In-memory tables auto-expire after 5 minutes (300 seconds) of inactivity.
The lifetime parameter on the Mapper constructor controls this.
The cache directory is configurable:
from omnipath_utils.mapping._mapper import Mapper
mapper = Mapper(cachedir='/path/to/cache')
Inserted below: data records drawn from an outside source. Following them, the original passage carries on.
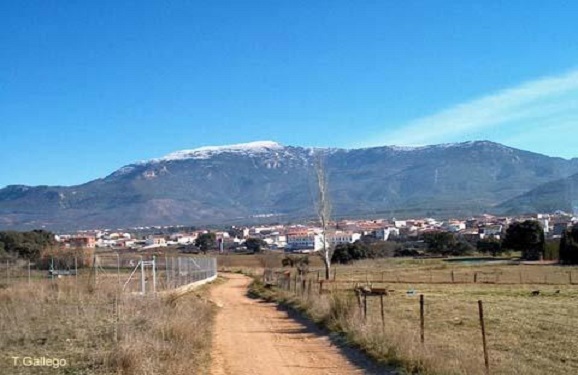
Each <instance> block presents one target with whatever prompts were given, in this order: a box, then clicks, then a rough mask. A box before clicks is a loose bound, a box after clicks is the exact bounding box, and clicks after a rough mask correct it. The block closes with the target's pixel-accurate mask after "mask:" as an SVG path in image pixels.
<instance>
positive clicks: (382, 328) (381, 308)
mask: <svg viewBox="0 0 578 375" xmlns="http://www.w3.org/2000/svg"><path fill="white" fill-rule="evenodd" d="M379 303H380V307H381V330H382V331H385V312H384V311H383V294H382V295H380V296H379Z"/></svg>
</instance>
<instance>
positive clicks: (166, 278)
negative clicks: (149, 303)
mask: <svg viewBox="0 0 578 375" xmlns="http://www.w3.org/2000/svg"><path fill="white" fill-rule="evenodd" d="M165 277H166V279H167V280H166V281H167V287H166V289H169V288H170V287H169V283H170V282H171V277H170V275H169V262H168V259H167V256H166V255H165Z"/></svg>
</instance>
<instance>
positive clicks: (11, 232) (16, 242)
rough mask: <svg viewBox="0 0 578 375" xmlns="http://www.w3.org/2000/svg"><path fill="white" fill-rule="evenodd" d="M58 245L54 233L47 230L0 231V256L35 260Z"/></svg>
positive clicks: (4, 257) (2, 257) (11, 257)
mask: <svg viewBox="0 0 578 375" xmlns="http://www.w3.org/2000/svg"><path fill="white" fill-rule="evenodd" d="M54 245H56V240H55V238H54V234H53V233H51V232H48V231H45V230H33V231H29V232H18V231H3V232H0V257H2V258H6V257H11V258H23V259H29V260H32V261H35V260H37V259H39V258H40V255H41V253H42V252H43V251H44V250H46V249H48V248H50V247H52V246H54Z"/></svg>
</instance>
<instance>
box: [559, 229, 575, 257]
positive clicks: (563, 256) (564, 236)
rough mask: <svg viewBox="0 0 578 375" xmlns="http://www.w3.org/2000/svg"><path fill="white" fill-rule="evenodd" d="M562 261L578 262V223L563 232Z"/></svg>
mask: <svg viewBox="0 0 578 375" xmlns="http://www.w3.org/2000/svg"><path fill="white" fill-rule="evenodd" d="M560 263H562V264H578V224H575V225H574V226H572V227H571V228H568V229H566V230H565V231H564V233H562V239H561V240H560Z"/></svg>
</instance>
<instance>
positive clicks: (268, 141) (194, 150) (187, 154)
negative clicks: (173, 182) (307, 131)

To clear the cache, delete the pickle files:
rm -rf ~/.cache/omnipath_utils/mapping/
Database mode¶
When PostgreSQL is available (deployment scenario), the REST API queries
the database directly via SQL rather than loading mapping tables into
memory. The database stores pre-computed mapping tables in a normalized
schema (id_mapping table with source_type_id, target_type_id,
source_id, target_id, ncbi_tax_id).
The Python API uses the in-memory mode by default. The Mapper singleton
manages table loading, caching, and expiry. For the deployed web service,
translation queries hit PostgreSQL through SQLAlchemy, bypassing the
in-memory machinery entirely.
See the Database Build and Web Service pages for deployment details.